Ngo Yen Thi, chairman of the Government Committee for Religious Affairs, which oversees all aspects of religious activity in Vietnam, including the appointment of leaders, said the issue centered on legal violations, and not repression of religion.

” It is not correct this incident is repression of religion,” he said in a rare interview, referring to a battle between the state and the Unified Buddhist Church of Vietnam that escalated recently when the group tried to reassert its legal status.

” In Vietnam they have committed an offense against the law,” including holding meetings without permission and obstructing law enforcement officials, Thi said. But he denied the men, who are in separate monasteries, are under house arrest or detention.

The two are high-profile religious dissidents. The patriarch Thich Huyen Quang, 86, is in a monastery in the central province of Binh Dinh while his deputy Nobel Peace Prize nominee Thich Quang Do, 74, is in southern Ho Chi Minh City.

Both were stopped last Thursday in a van on its way to Ho Chi Minh City and accused of having the forbidden documents. Asked what the documents were, Thi said he did not know, but that he had asked authorities for more details.

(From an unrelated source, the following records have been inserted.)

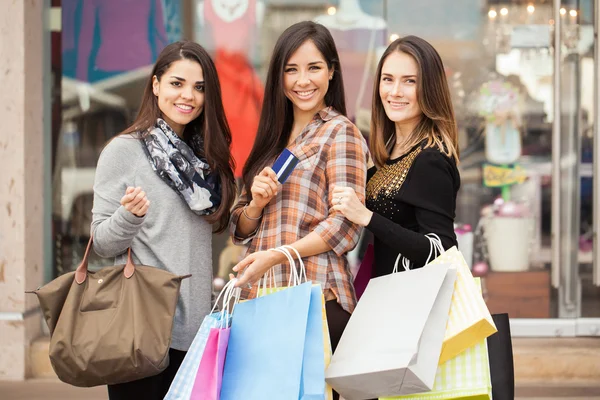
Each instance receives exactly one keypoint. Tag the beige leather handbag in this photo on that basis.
(110, 326)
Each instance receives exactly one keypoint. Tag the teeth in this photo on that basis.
(307, 93)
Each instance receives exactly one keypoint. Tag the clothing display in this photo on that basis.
(117, 36)
(411, 196)
(170, 236)
(241, 87)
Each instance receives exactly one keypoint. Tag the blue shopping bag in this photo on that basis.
(266, 346)
(313, 366)
(183, 383)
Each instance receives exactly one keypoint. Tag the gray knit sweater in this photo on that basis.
(169, 236)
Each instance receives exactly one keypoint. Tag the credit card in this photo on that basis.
(284, 165)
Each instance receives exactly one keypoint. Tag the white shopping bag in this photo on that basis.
(392, 343)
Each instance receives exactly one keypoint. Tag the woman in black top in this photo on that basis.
(412, 187)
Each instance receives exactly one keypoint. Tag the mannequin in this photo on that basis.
(116, 36)
(357, 36)
(229, 28)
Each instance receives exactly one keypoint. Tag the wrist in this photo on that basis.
(276, 257)
(252, 211)
(367, 217)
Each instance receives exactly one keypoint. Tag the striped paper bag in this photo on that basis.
(469, 321)
(466, 376)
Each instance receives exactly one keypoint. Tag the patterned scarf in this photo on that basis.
(175, 162)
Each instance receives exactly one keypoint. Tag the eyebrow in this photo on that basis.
(403, 76)
(311, 63)
(183, 80)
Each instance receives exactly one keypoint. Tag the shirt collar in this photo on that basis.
(327, 113)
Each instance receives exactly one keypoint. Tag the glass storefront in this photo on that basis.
(523, 76)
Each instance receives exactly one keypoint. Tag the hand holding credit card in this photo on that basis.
(284, 165)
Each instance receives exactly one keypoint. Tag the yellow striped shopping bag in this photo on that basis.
(466, 376)
(469, 320)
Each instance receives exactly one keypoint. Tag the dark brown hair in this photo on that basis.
(277, 116)
(211, 124)
(437, 124)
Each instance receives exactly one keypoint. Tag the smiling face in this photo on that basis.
(398, 91)
(306, 80)
(180, 93)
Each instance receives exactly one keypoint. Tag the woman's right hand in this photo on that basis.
(135, 201)
(264, 187)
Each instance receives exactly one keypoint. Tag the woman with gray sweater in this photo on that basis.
(163, 186)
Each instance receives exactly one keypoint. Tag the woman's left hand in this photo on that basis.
(346, 202)
(254, 267)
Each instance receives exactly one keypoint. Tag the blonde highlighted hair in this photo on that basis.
(437, 125)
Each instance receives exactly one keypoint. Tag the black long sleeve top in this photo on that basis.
(411, 196)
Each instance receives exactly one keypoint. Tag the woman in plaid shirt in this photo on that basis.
(304, 111)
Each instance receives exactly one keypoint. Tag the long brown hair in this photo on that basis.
(211, 125)
(277, 115)
(437, 123)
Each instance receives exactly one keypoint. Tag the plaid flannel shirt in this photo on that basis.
(332, 152)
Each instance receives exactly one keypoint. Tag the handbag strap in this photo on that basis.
(81, 271)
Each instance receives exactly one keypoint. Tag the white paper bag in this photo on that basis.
(392, 343)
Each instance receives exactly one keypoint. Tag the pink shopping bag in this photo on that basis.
(207, 385)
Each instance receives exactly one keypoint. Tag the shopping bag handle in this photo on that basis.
(302, 272)
(228, 292)
(81, 271)
(294, 276)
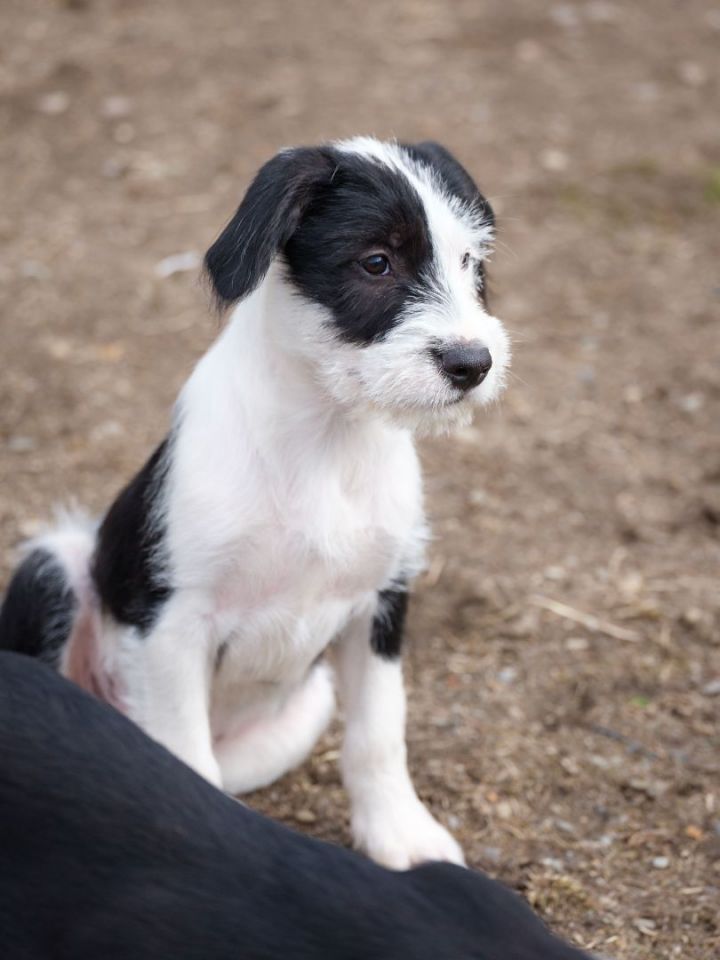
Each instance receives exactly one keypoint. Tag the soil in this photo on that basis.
(564, 651)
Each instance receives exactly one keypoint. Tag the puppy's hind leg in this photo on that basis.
(50, 591)
(260, 754)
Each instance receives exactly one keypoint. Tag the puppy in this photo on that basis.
(112, 848)
(282, 517)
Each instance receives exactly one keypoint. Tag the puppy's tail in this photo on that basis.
(50, 589)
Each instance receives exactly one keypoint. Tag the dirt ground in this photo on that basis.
(564, 660)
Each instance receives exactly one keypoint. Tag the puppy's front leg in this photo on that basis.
(389, 822)
(166, 676)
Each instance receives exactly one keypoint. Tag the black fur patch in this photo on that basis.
(326, 210)
(37, 614)
(387, 630)
(126, 566)
(265, 220)
(368, 208)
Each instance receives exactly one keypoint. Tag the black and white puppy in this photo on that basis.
(282, 517)
(111, 848)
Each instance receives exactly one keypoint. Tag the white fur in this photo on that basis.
(293, 496)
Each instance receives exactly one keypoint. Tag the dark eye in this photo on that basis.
(377, 265)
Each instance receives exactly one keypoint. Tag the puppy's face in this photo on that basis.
(381, 254)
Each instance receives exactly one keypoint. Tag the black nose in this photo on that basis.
(466, 364)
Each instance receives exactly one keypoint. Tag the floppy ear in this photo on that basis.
(455, 177)
(269, 214)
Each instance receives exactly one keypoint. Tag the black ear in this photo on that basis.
(268, 216)
(453, 174)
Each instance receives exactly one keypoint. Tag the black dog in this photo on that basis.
(110, 847)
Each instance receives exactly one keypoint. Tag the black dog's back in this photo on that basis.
(110, 847)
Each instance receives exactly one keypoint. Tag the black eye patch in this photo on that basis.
(365, 205)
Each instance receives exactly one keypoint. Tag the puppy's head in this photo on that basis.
(380, 275)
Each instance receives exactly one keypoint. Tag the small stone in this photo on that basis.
(34, 270)
(116, 107)
(577, 644)
(632, 393)
(602, 12)
(53, 104)
(528, 51)
(564, 15)
(693, 74)
(691, 402)
(645, 925)
(491, 855)
(20, 444)
(305, 816)
(554, 160)
(124, 133)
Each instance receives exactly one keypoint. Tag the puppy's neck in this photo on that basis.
(258, 377)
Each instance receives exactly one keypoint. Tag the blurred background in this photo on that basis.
(564, 658)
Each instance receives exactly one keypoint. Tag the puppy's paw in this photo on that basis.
(403, 836)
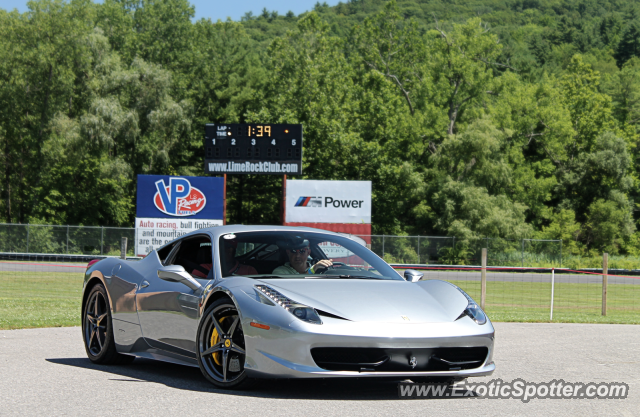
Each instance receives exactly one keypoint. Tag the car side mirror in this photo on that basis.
(412, 275)
(177, 273)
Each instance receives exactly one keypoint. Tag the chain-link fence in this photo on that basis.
(80, 240)
(91, 240)
(432, 250)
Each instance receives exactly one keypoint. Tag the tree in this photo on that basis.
(629, 45)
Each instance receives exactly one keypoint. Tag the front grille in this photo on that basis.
(399, 359)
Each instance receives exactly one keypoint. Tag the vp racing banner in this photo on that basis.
(169, 207)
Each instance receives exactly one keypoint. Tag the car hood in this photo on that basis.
(430, 301)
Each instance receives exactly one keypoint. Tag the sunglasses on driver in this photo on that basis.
(301, 250)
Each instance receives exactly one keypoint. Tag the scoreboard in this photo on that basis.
(232, 148)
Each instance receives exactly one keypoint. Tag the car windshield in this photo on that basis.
(295, 254)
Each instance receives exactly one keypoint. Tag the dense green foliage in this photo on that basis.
(497, 118)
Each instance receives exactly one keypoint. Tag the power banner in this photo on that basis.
(340, 206)
(169, 207)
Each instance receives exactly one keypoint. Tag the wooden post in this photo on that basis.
(283, 210)
(224, 201)
(605, 278)
(483, 279)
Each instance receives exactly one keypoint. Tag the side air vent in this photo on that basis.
(333, 316)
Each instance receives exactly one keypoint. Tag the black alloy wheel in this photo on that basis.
(97, 329)
(221, 348)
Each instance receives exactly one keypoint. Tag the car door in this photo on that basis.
(169, 298)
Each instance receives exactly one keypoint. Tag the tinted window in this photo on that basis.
(300, 255)
(195, 256)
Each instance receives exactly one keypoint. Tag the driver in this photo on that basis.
(298, 250)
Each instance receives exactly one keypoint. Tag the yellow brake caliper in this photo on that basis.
(215, 338)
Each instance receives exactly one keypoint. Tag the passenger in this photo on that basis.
(298, 250)
(232, 265)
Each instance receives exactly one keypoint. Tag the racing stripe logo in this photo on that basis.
(305, 201)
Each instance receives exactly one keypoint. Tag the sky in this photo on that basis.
(219, 9)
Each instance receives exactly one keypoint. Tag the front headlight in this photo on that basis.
(473, 310)
(300, 311)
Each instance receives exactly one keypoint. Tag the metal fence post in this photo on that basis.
(553, 279)
(605, 279)
(123, 248)
(483, 279)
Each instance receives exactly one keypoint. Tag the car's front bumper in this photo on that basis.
(285, 352)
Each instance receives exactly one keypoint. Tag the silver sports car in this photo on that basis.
(249, 302)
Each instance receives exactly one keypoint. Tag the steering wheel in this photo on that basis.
(341, 265)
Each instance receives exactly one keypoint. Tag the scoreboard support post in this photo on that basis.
(224, 201)
(283, 209)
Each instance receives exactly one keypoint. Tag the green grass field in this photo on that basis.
(29, 299)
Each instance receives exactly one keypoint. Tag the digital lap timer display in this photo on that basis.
(232, 148)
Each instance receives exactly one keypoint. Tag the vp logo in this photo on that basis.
(179, 198)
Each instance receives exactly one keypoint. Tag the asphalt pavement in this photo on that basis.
(46, 372)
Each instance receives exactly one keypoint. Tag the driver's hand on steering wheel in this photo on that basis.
(322, 265)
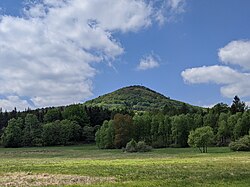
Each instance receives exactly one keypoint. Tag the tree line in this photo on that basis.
(52, 126)
(114, 129)
(165, 130)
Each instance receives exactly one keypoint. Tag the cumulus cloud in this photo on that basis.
(47, 54)
(236, 53)
(148, 62)
(176, 6)
(233, 82)
(169, 10)
(10, 102)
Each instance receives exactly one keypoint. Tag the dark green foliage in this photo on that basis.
(12, 136)
(138, 98)
(141, 146)
(201, 137)
(243, 144)
(32, 131)
(76, 113)
(180, 129)
(105, 136)
(53, 115)
(237, 105)
(131, 146)
(61, 133)
(88, 134)
(124, 129)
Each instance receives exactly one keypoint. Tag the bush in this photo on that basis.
(141, 146)
(243, 144)
(131, 146)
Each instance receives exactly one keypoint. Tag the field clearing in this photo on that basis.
(89, 166)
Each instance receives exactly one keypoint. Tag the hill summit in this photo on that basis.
(137, 98)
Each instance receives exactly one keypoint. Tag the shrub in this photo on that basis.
(243, 144)
(131, 146)
(143, 147)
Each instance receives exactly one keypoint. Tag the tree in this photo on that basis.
(237, 105)
(123, 125)
(52, 115)
(32, 131)
(105, 135)
(12, 136)
(180, 130)
(201, 138)
(76, 113)
(224, 132)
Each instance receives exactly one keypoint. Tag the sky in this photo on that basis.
(60, 52)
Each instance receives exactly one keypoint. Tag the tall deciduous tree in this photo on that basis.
(123, 125)
(12, 136)
(201, 138)
(237, 105)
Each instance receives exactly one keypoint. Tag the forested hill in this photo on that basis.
(138, 98)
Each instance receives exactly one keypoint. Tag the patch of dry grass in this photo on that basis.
(21, 179)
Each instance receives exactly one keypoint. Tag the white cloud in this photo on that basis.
(236, 53)
(214, 74)
(232, 82)
(148, 62)
(10, 102)
(169, 10)
(47, 54)
(176, 6)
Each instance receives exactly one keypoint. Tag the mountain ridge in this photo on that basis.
(137, 98)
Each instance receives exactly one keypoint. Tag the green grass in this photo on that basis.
(161, 167)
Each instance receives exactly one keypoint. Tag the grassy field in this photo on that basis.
(86, 165)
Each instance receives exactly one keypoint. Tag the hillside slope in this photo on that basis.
(137, 98)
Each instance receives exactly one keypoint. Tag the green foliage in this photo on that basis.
(243, 144)
(12, 136)
(180, 129)
(76, 113)
(201, 138)
(138, 98)
(124, 129)
(143, 147)
(237, 105)
(32, 131)
(105, 136)
(52, 115)
(131, 146)
(62, 132)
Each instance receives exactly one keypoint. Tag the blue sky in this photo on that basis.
(54, 53)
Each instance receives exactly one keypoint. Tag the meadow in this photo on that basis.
(85, 165)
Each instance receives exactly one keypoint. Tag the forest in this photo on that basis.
(78, 123)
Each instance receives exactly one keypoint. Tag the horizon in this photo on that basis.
(60, 53)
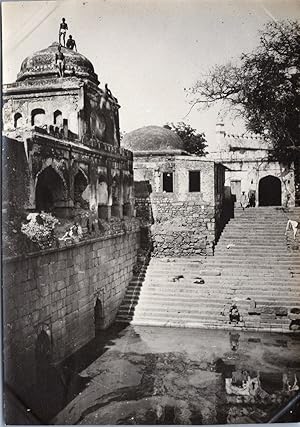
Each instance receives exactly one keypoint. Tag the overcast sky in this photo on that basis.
(148, 51)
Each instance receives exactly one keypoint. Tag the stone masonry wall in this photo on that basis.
(182, 228)
(56, 291)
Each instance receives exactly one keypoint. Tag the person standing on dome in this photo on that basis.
(71, 44)
(62, 31)
(60, 61)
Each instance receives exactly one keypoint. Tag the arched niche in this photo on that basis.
(98, 316)
(38, 117)
(80, 185)
(50, 191)
(127, 195)
(116, 197)
(102, 197)
(110, 128)
(18, 120)
(269, 191)
(57, 118)
(97, 124)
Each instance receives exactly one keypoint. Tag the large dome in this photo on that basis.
(41, 64)
(154, 139)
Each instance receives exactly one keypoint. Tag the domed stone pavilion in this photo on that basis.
(179, 196)
(68, 130)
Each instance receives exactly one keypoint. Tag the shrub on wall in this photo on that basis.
(40, 228)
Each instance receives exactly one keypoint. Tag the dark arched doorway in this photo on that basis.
(50, 191)
(269, 191)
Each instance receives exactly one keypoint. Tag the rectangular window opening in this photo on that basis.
(168, 182)
(194, 181)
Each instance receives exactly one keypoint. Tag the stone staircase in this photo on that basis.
(255, 266)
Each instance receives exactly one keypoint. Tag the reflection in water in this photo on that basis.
(151, 376)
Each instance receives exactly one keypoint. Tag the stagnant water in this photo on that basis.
(152, 375)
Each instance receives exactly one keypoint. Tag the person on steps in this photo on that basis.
(244, 200)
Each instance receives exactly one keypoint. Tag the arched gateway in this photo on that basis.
(269, 191)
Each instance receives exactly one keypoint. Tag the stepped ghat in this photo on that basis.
(255, 268)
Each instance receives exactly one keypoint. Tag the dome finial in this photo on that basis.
(62, 32)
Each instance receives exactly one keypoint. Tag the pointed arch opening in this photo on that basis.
(80, 185)
(38, 117)
(269, 191)
(98, 316)
(57, 118)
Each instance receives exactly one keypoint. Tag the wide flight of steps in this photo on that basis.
(255, 266)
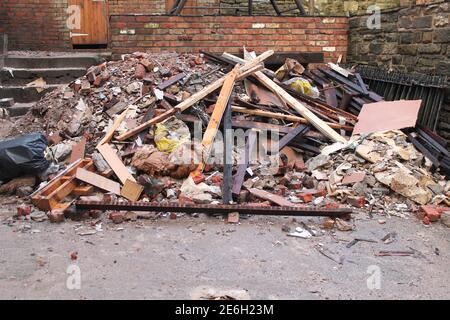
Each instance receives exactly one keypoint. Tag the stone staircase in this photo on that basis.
(56, 70)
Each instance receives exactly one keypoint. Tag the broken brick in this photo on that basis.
(117, 217)
(306, 197)
(358, 202)
(56, 216)
(24, 210)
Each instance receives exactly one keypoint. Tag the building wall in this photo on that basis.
(410, 39)
(218, 34)
(415, 39)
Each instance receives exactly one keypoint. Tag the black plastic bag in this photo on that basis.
(23, 155)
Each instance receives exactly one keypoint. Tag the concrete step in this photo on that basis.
(18, 77)
(39, 62)
(23, 94)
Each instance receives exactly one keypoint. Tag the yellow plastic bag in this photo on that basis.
(170, 134)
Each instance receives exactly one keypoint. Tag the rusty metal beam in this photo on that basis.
(211, 209)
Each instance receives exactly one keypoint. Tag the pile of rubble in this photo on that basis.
(144, 134)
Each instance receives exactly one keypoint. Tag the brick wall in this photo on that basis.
(218, 34)
(410, 39)
(35, 24)
(414, 39)
(137, 6)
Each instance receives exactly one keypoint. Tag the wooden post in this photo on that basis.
(227, 154)
(216, 118)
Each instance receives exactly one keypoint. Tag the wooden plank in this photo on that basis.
(282, 116)
(330, 95)
(227, 155)
(171, 81)
(48, 197)
(132, 190)
(116, 124)
(216, 117)
(300, 108)
(271, 197)
(118, 107)
(300, 130)
(115, 163)
(83, 190)
(194, 98)
(78, 151)
(242, 168)
(246, 124)
(98, 181)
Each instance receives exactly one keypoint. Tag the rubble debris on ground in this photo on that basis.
(142, 134)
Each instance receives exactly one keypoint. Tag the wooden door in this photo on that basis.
(94, 22)
(189, 3)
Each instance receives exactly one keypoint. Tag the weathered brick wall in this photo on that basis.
(218, 34)
(415, 39)
(322, 7)
(411, 39)
(35, 25)
(137, 6)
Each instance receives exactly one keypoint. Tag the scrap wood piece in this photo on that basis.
(361, 83)
(300, 108)
(245, 70)
(330, 95)
(216, 118)
(108, 136)
(387, 115)
(298, 131)
(171, 81)
(83, 190)
(395, 253)
(281, 201)
(115, 163)
(132, 190)
(354, 177)
(246, 124)
(262, 95)
(78, 150)
(48, 198)
(227, 195)
(98, 181)
(118, 107)
(346, 73)
(242, 168)
(211, 208)
(287, 117)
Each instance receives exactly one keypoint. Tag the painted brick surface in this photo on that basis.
(218, 34)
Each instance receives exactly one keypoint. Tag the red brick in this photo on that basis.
(24, 210)
(306, 197)
(117, 217)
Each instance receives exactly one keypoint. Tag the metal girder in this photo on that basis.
(211, 209)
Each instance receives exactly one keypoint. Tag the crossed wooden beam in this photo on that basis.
(178, 6)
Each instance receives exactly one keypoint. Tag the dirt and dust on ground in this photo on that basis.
(112, 181)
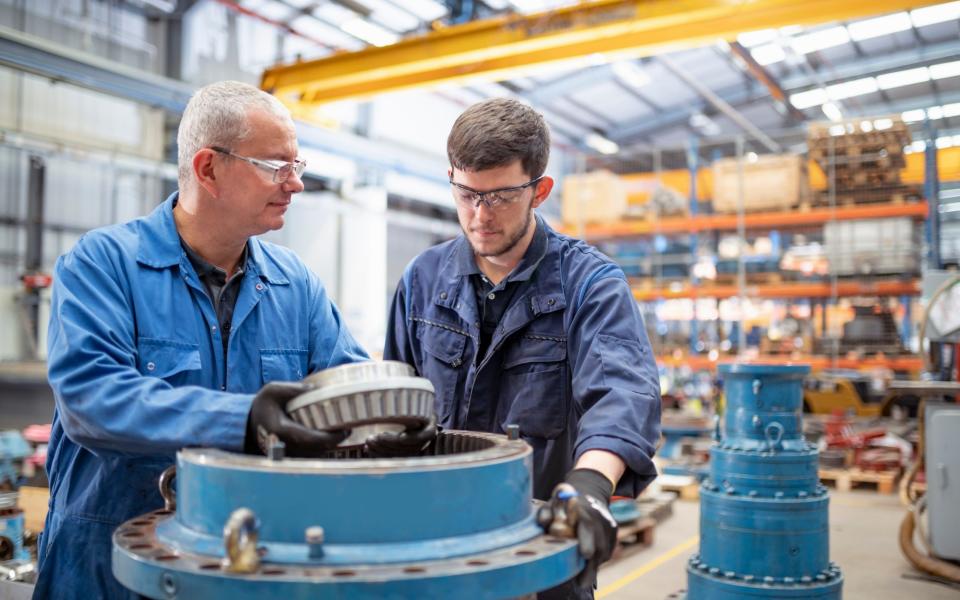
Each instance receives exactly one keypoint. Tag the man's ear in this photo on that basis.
(204, 172)
(542, 191)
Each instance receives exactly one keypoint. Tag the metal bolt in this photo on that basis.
(314, 537)
(169, 584)
(275, 448)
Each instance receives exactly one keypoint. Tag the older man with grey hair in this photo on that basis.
(167, 331)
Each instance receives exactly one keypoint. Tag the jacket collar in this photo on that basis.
(160, 245)
(453, 291)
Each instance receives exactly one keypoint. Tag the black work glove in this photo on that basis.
(268, 415)
(395, 444)
(578, 508)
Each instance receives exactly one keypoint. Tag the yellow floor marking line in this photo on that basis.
(647, 567)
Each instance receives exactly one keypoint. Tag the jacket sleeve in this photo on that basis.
(331, 343)
(615, 381)
(397, 345)
(104, 402)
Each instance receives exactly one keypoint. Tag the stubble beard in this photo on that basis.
(508, 245)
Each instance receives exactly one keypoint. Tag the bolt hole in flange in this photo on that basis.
(344, 573)
(477, 563)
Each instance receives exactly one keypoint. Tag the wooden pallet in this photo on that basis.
(897, 194)
(847, 479)
(638, 532)
(687, 487)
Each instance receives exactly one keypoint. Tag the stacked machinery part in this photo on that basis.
(456, 521)
(763, 512)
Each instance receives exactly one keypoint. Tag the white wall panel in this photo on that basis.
(72, 114)
(420, 120)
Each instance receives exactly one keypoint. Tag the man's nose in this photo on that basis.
(293, 184)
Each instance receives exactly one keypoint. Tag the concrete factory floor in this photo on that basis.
(863, 541)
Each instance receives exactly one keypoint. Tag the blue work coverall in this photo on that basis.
(136, 364)
(570, 362)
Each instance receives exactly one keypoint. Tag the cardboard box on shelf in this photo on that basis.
(596, 197)
(771, 182)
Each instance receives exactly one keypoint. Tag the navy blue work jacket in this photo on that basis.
(570, 362)
(136, 364)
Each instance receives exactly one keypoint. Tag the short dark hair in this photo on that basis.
(496, 132)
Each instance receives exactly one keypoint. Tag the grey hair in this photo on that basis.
(217, 116)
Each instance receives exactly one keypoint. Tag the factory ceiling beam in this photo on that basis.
(738, 95)
(31, 54)
(504, 46)
(720, 104)
(769, 81)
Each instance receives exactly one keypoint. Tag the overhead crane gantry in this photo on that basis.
(505, 46)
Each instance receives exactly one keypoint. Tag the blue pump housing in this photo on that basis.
(764, 514)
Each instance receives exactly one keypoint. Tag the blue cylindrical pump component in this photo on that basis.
(763, 516)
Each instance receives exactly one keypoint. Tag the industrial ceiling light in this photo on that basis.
(880, 26)
(809, 98)
(768, 54)
(427, 10)
(939, 13)
(370, 33)
(820, 40)
(275, 11)
(602, 144)
(849, 89)
(912, 116)
(631, 74)
(832, 111)
(951, 110)
(757, 38)
(901, 78)
(944, 70)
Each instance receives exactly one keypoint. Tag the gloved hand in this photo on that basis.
(268, 415)
(394, 444)
(578, 508)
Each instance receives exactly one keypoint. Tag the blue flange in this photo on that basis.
(243, 527)
(763, 512)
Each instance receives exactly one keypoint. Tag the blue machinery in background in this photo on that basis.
(763, 512)
(457, 523)
(13, 449)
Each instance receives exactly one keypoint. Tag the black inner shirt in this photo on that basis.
(494, 300)
(223, 291)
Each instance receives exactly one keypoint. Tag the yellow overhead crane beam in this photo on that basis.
(506, 46)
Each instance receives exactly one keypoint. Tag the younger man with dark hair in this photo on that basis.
(517, 324)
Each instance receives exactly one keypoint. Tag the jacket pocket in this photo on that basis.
(441, 362)
(283, 364)
(620, 361)
(166, 358)
(534, 386)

Vietnam has slapped two years of travel restrictions on three monks in the group for “sabotaging the unity” within the Buddhist community. Hanoi replaced the UBCV with a state-sanctioned group in 1981.

The incidents, along with a closely followed jail sentencing of three relatives of a dissident Catholic priest, will all be assessed by John Hanford, U.S. ambassador at large for international religious freedom, due to begin a visit to Vietnam on Saturday.

The visit will run until next Thursday, and Thi said he would meet Hanford for an hour next week. The envoy last visited Vietnam in August 2002.

Asked how the religious situation in Vietnam has fared since then, Thi said, “What we feel is there is much progress.”

But he conceded ethnic minorities living in the Central Highlands who are Protestants might be “facing some difficulties” because the Southern Evangelical Church that oversees that group in the south has recognised several branches against regulations.